Alors qu’une énième manifestation contre le mariage gay s’achève à Paris, le film La vie d’Adèle reçoit la Palme d’Or. Ainsi, l’on verrait presque en la clôture du 66e Festival de Cannes un symbole. Un symbole qu’on voudrait voir mettre fin à des mois de manifs homophobes, mais aussi un signe fort pour la visibilité lesbienne.
Librement adapté du roman graphique Le bleu est une couleur chaude de Julie Maroh (publié en 2010 aux éditions Glénat) le film d’Abdelatif Kéchiche La vie d’Adèle - chapitres 1 et 2 raconte l’histoire d’une jeune lycéenne de la classe moyenne du nord de la France. Passionnée de littérature, elle tente tant bien que mal de sortir de son déterminisme social. Alors qu’elle se rend à un rendez-vous amoureux avec un garçon de son lycée, Adèle croise le regard d’une jeune femme aux cheveux bleus, Emma, dans les bras d’une femme. La nuit suivante, Adèle rêve à cette inconnue, l’imaginant dans ses draps. C’est ainsi l’histoire de la découverte d’un désir amoureux « différent » de la norme que raconte ce film, mais aussi l’histoire d’une passion amoureuse, d’un couple et de rapports de classes.

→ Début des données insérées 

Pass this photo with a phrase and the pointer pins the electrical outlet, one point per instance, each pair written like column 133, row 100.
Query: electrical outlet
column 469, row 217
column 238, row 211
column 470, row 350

Issue d’une famille dans laquelle on dîne le soir en regardant Questions pour un champion et au pragmatisme aigu : pour réussir sa vie, il faut bien la gagner. Adèle, guidée par son ambition à devenir institutrice tente d’échapper à un certain conditionnement social. Lorsqu’elle rencontre Emma, la connexion est instantanée. Emma, elle, est en quatrième année aux beaux arts. Elle vient d’une famille plus cultivée, peut-être plus ouverte et plus aisée.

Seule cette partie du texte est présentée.